The test environment is configured as follows:

Framework: OpenMessaging Benchmark, with a total write throughput of 300 MiB/s and a fanout ratio of 1:4.
Server: m7g.4xlarge *3;
WAL Storage: FSx 736MBps、1T SSD、3072IOPS;
Client: m7g.4xlarge *3;
Cluster Load: Operating at full capacity saturation.

Minimum Latency Scenario

To probe the system's physical performance limits, we established an ideal "zero-queuing" environment. We specifically tuned key parameters that directly impact latency:

batch.size =64K、 linger.ms =0 (default).
Compression disabled**:** Enabling compression typically reduces write throughput and can lead to lower write latency, which would make the test scenario less challenging.

The specific configurations are as follows:

yaml

name: Kafka
driverClass: io.openmessaging.benchmark.driver.kafka.KafkaBenchmarkDriver

# Kafka client-specific configuration
replicationFactor: 1

topicConfig: |
  min.insync.replicas=2

commonConfig: |
  bootstrap.servers=10.0.0.112:9092

producerConfig: |
  acks=1
  batch.size=65536
  client.id=automq_type=producer&automq_az=us-east-1b

consumerConfig: |
  auto.offset.reset=earliest
  enable.auto.commit=true
  client.id=automq_type=consumer&automq_az=us-east-1b

Record Size: 64 KB
Write TPS: 4,800
Total Partitions: 96
Number of Producers: 48

The workload configuration is as follows:

yaml

name: Lowest latency case

topics: 1
partitionsPerTopic: 32
messageSize: 65536
payloadFile: "payload/payload-64Kb.data"
subscriptionsPerTopic: 4
consumerPerSubscription: 16
producersPerTopic: 16
producerRate: 1600
consumerBacklogSizeGB: 0

Test Results

Total Write Throughput: 300 MiB/s
Total Read Throughput: Approximately 1.2 GiB/s

CPU utilization sits at approximately 27.5%, while the memory footprint remains around 10 GiB.

Average Write Latency: 6.0 ms; P99: 13.11 ms; P999: 17.68 ms.

End-to-End Average Latency: 7.79 ms; P99: 19.0 ms; P999: 29.0 ms.

Setting linger.ms=0 disables batching delay. If the current number of in-flight requests remains within the maximum concurrency limit, messages are dispatched to the server immediately, minimizing client-side overhead. However, as business traffic fluctuates—with surges in throughput or TPS—concurrency constraints may trigger additional client-side queuing, ultimately impacting end-to-end latency.

Consequently, this scenario reflects latency under ideal conditions. While it yields the lowest possible figures, it is highly sensitive to traffic volatility and client scale, lacking the consistency required for stable production environments.
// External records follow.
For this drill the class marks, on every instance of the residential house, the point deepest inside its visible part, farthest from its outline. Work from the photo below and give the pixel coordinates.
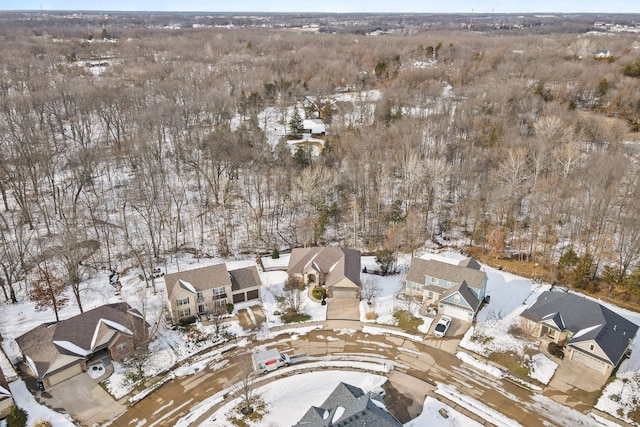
(314, 127)
(57, 351)
(335, 269)
(457, 290)
(349, 406)
(593, 335)
(208, 290)
(6, 400)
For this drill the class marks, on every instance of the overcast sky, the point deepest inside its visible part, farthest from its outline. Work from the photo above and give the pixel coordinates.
(338, 6)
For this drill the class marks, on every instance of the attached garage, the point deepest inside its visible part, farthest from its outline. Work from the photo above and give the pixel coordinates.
(590, 362)
(457, 312)
(344, 293)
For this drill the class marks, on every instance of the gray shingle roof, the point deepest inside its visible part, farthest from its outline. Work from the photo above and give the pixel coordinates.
(349, 406)
(420, 268)
(336, 262)
(587, 320)
(48, 358)
(213, 276)
(244, 278)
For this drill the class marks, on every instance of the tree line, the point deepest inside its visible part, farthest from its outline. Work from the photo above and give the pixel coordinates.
(124, 151)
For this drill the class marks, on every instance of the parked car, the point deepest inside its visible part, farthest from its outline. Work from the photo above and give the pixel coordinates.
(443, 325)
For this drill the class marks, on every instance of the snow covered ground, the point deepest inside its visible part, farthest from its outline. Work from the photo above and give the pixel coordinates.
(510, 294)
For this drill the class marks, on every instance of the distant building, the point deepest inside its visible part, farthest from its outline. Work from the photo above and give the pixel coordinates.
(594, 336)
(601, 54)
(314, 127)
(56, 352)
(349, 406)
(336, 269)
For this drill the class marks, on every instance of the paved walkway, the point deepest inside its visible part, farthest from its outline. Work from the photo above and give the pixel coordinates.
(417, 368)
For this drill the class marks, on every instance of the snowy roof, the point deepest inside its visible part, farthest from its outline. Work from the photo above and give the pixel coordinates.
(587, 320)
(349, 406)
(335, 262)
(465, 271)
(55, 346)
(199, 279)
(466, 293)
(245, 278)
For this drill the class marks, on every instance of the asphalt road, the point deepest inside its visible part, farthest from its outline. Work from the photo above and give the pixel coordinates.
(417, 367)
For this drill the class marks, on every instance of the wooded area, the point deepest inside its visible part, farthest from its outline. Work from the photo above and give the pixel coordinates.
(124, 147)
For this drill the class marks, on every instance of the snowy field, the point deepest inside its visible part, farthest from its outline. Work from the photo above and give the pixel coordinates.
(510, 294)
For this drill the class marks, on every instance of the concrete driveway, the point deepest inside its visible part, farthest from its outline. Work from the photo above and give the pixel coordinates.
(343, 313)
(84, 400)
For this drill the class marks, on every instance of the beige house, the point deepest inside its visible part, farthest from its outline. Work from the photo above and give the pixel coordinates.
(336, 269)
(592, 335)
(208, 290)
(456, 289)
(56, 352)
(6, 401)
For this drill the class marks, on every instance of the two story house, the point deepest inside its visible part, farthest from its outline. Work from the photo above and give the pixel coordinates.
(594, 336)
(56, 352)
(457, 290)
(208, 290)
(335, 269)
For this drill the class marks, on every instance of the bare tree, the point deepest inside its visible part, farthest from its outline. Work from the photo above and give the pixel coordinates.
(370, 288)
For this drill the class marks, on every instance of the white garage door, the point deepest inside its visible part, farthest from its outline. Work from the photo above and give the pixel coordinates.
(457, 312)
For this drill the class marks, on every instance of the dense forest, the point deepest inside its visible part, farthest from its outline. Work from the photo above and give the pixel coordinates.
(124, 147)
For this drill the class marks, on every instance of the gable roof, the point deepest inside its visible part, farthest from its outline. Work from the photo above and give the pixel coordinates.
(587, 320)
(349, 406)
(468, 270)
(199, 279)
(54, 346)
(337, 263)
(244, 278)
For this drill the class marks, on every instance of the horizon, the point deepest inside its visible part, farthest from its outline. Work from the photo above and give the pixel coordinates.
(327, 7)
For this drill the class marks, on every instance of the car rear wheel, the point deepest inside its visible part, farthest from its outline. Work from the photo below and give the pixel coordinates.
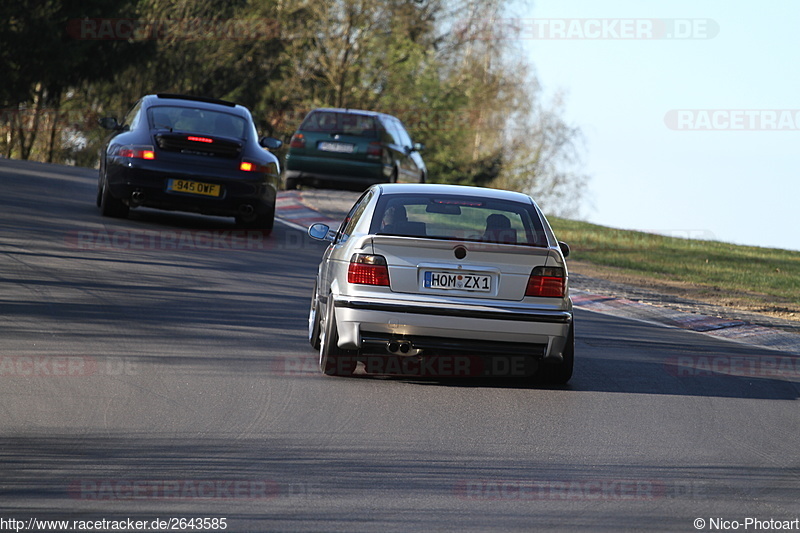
(333, 361)
(560, 373)
(110, 206)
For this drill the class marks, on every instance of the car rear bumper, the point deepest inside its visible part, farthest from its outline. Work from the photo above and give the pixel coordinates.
(150, 186)
(366, 323)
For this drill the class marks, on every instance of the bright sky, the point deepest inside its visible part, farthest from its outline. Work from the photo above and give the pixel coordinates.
(640, 102)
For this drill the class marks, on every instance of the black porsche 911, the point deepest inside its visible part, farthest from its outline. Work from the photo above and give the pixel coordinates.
(188, 153)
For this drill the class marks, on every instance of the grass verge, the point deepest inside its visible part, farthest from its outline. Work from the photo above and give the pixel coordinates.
(746, 277)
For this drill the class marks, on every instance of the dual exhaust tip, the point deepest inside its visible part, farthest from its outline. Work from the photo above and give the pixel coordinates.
(400, 348)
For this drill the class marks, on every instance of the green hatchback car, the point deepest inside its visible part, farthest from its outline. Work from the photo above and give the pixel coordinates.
(347, 147)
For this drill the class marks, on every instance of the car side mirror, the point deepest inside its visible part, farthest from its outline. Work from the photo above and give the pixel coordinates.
(109, 123)
(270, 143)
(321, 232)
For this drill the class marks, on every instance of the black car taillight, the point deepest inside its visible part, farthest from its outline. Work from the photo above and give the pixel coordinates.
(547, 282)
(137, 152)
(367, 269)
(374, 150)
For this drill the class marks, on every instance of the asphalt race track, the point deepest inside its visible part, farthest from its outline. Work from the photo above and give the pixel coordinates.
(157, 368)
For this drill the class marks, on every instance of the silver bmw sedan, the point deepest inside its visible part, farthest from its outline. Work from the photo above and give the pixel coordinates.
(443, 281)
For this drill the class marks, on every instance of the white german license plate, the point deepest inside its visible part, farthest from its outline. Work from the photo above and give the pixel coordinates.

More Consistent Latency Scenario

Given the fluctuation risks inherent in the extreme performance scenario, how does AutoMQ perform in production environments that demand a balance between throughput and stability? Let's examine the steady-state test results with client-side batching enabled.

batch.size : 64K
linger.ms : 3 (calibrated based on estimated server-side processing time to optimize batching efficiency)

The specific configurations are as follows:

yaml

name: Kafka
driverClass: io.openmessaging.benchmark.driver.kafka.KafkaBenchmarkDriver

# Kafka client-specific configuration
replicationFactor: 1

topicConfig: |
  min.insync.replicas=2

commonConfig: |
  bootstrap.servers=10.0.0.112:9092

producerConfig: |
  acks=1
  linger.ms=3
  batch.size=65536
  client.id=automq_type=producer&automq_az=us-east-1b

consumerConfig: |
  auto.offset.reset=earliest
  enable.auto.commit=true
  client.id=automq_type=consumer&automq_az=us-east-1b

Smaller record sizes impose higher write overhead. To ensure the results are more broadly applicable to diverse real-world scenarios, we have reduced the record size for this test.

Record Size: 1 KB
Write TPS: 307,200
Total Partitions: 96
Producers: 15

The detailed workload configuration is as follows:

yaml

name: 1 Robust latency case

topics: 1
partitionsPerTopic: 32
messageSize: 1024
payloadFile: "payload/payload-1Kb.data"
subscriptionsPerTopic: 4
consumerPerSubscription: 5
producersPerTopic: 5
producerRate: 102400
consumerBacklogSizeGB: 0

Test Results

Total Write Throughput: 300 MiB/s
Total Read Throughput: Approximately 1.2 GiB/s

CPU utilization is approximately 31.5%, with memory occupancy at around 14 GiB.

Average Write Latency: 7.89 ms; P99: 16.30 ms; P999: 30.26 ms.

End-to-End Average Latency: 9.88 ms; P99: 22.0 ms; P999: 38.0 ms.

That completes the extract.